# X~Factor says HI!



## x~factor (Jan 28, 2004)

Damn I hate being a newbie.  

Wow it feels good to get that out of the way.  Please let me introduce myself- my name is Ray. I am 36 years old, married to a wonderful wife for 13 years, 2 kids (9 and 12). I first join the gym just before I turned 28. Yep, started late, oh well. At 28, I was 195 lbs with lots of baby fat . During the course of 8 years my weight have gone down as far as a skinny/lanky 172 lbs and as buffed as 192 lbs. I am currently at 177 lbs in an "eh, its okay" condition. 

So it has been 8 years that I have been training although most people couldn???t tell. LOL. Well this is where you guys come in. Hopefully by joining this site, I will be better informed (by all of you) and more motivated (I seem to miss at least 2-3 months of gym time every year).  I am really excited being part of this site. I can't believe there are so much to learn about this sport/hobby. Wow!

I just recently bought a house back in October. I have been busy fixing it up for the past 3 months and have missed 3 months of gym time (see what I mean above). I just went back 2 weeks ago to Gold???s Gym (Howard Beach, NY). I want this return to be the most successful one. At the age of 36, my body is running out of time. LOL.

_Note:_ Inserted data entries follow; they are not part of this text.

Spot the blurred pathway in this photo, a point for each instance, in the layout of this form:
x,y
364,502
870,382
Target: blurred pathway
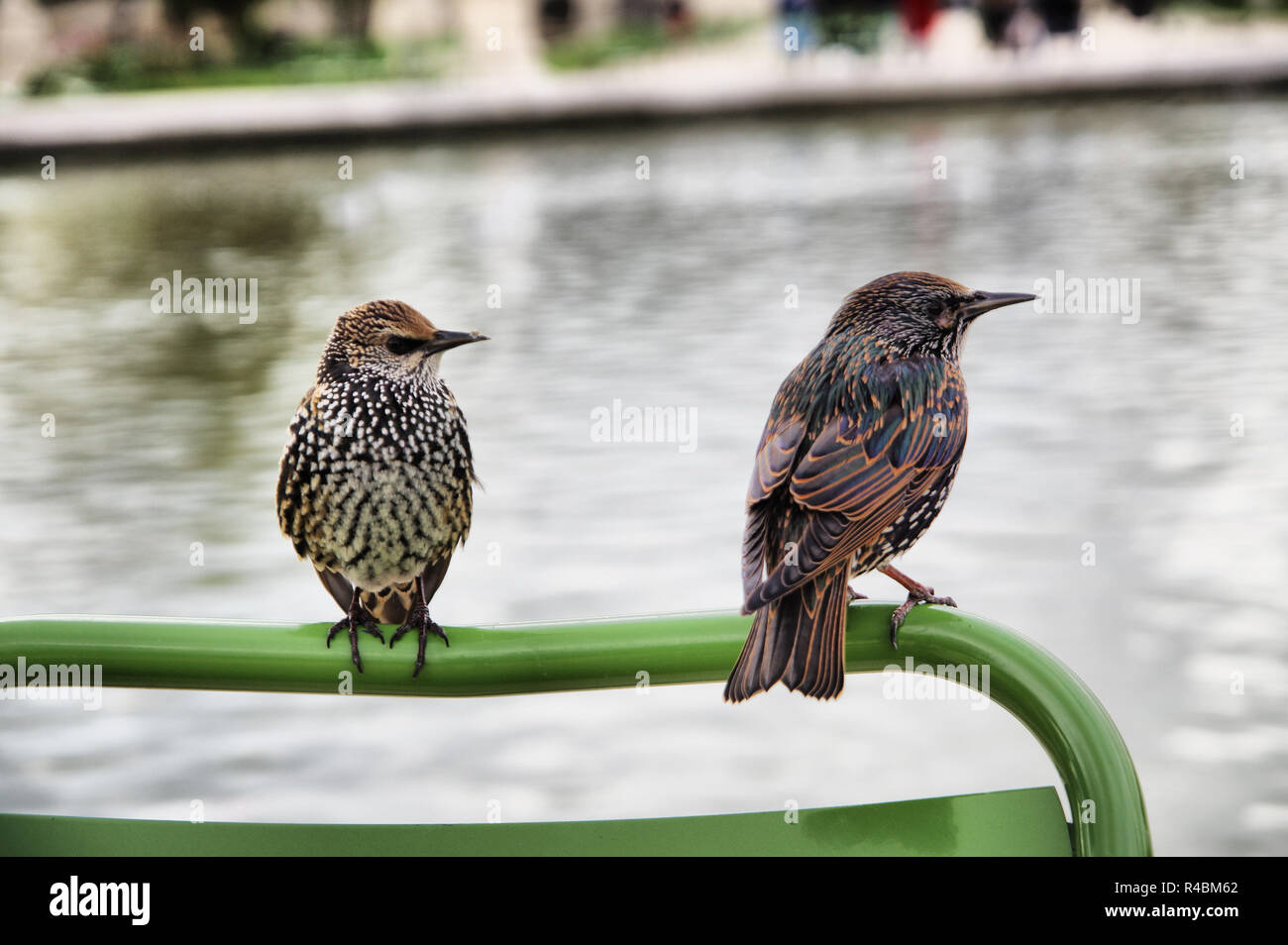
x,y
750,75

I currently have the following schedule (everything done under 1 hour):
Mon: Cardio, Shoulders
Tues: Legs
Wed: Rest
Thurs: Back, Abs
Fri: Chest, Arms

Supplements are as follows taken after each work out:
MetRx or Myoplex Meal Replacement Shakes
5 grams of Creatine
5 grams of Glutamine
Multi Vitamins (after lunch)

Well, there you go. Sorry for the long introduction. If you read this far, I thank you very much. Okay, see ya around.

~x~factor

btw- I???m good friends with Pfunk, Yanick, and Premier, so I am in good company already.


----------



## atherjen (Jan 28, 2004)

Hey Ray!  Welcome to IM! glad to have you join us!


----------



## gwcaton (Jan 28, 2004)

Hey Ray ! 

Welcome !  Wow , if your body is runinh out of time at 36 then theres no hope for me ! LOl

What are your goals ? Have you started a journal yet ? I recommend it . you'll get lots of feed back that way

Gary


----------



## PreMier (Jan 28, 2004)

Hey Ray, hows it goin   Guess I need to check the new member forum more often LOL


----------



## x~factor (Jan 28, 2004)

Damn, Premier, I didn't know you looked so good in tight blue suit.   

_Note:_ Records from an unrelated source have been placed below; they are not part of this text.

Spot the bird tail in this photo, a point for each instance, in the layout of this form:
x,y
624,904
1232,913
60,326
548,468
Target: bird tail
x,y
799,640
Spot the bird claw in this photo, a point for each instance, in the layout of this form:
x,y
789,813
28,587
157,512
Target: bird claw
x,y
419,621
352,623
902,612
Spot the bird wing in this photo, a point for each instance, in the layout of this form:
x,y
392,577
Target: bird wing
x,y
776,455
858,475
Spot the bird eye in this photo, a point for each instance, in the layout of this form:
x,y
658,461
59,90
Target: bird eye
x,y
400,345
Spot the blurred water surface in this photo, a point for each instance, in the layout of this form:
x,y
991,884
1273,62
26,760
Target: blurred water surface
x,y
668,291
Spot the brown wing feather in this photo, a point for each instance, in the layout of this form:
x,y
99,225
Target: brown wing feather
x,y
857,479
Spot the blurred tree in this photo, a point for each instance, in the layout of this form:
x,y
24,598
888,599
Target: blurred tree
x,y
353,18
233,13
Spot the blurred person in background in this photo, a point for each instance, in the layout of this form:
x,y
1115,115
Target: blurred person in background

Thanks for the welcome.  I think I'm gonna like it here.  

My goal: To be the best looking 40 year old amongst my friends and family... I got 4 years to do it.


----------



## Arnold (Jan 28, 2004)

x~factor welcome to IM!


----------



## P-funk (Jan 28, 2004)

what up freak show!!!....lol, how is work??  yanik has come to work with me now...lol....somehtings will never change!!!


----------



## PreMier (Jan 28, 2004)

look who is callin who freak show, with a lat spread like that at 150Lbs


----------



## P-funk (Jan 28, 2004)

> _*Originally posted by PreMier *_
> look who is callin who freak show, with a lat spread like that at 150Lbs


----------



## Vieope (Jan 29, 2004)

_Welcome_


----------



## x~factor (Jan 29, 2004)

LoL... you gotta show Premier the NEW you, Pat. I was checking out your photos 45 lbs ago. Its time to update that.  

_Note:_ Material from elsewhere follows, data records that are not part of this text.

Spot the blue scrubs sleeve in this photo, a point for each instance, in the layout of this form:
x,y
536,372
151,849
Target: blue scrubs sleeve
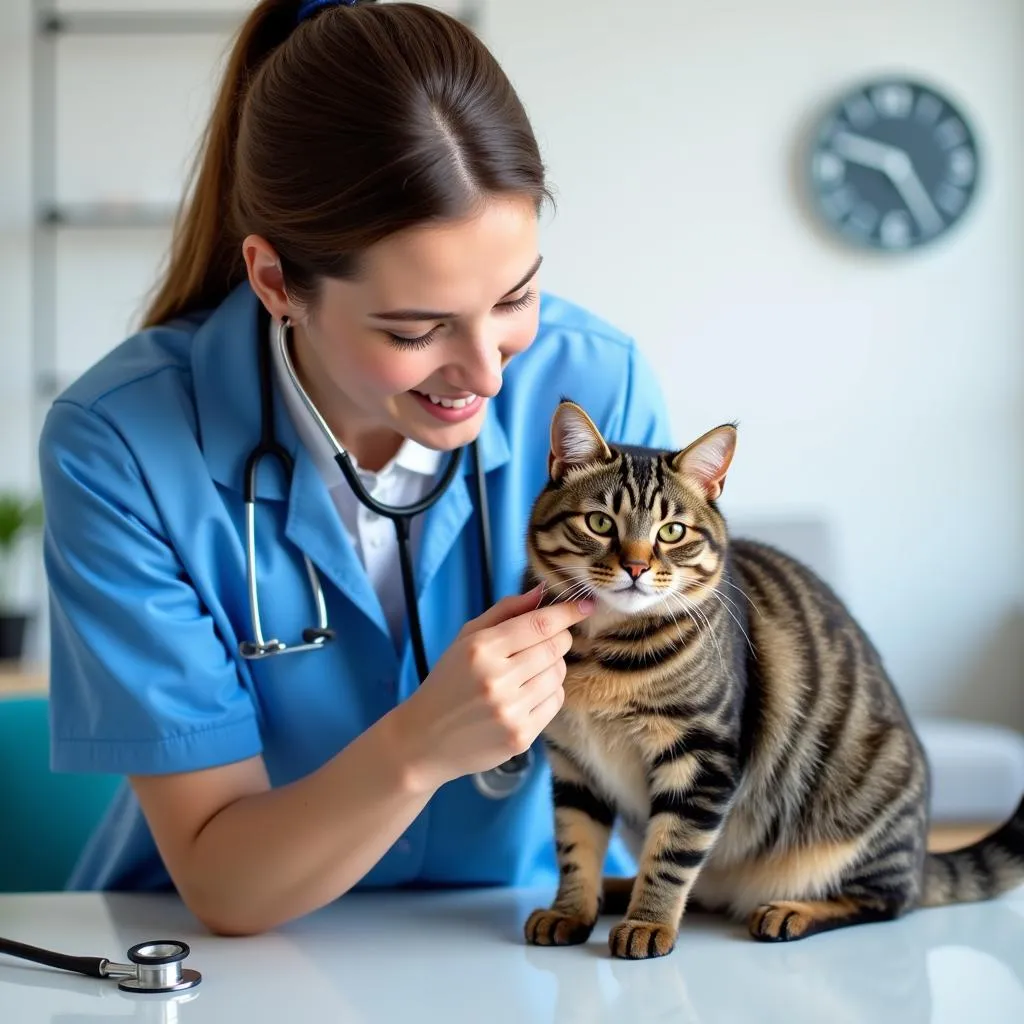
x,y
643,419
140,682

A Classic Time is great. Its not the same without you and Yanick though. Instead of talking about work outs we talk about cars and trucks.  

Yanick visited ACT last week. He was saying great things about you. You should come by one time. I'll treat you to KFC. It looks like you're in need of some FRIED food.


----------



## I Are Baboon (Jan 29, 2004)

Welcome to IM, x~f!!


----------



## butterfly (Jan 29, 2004)

Welcome


----------



## P-funk (Jan 29, 2004)

> _*Originally posted by x~factor *_
> LoL... you gotta show Premier the NEW you, Pat. I was checking out your photos 45 lbs ago. Its time to update that.
> 
> A Classic Time is great. Its not the same without you and Yanick though. Instead of talking about work outs we talk about cars and trucks.
> ...




LOL, that suck that you talk about cars now (I hate cars!!).


Man, I'd like to come by but I live so far away now.  I moved out of brooklyn and to the upper eastside.  I live right between riverside park and central park now.


----------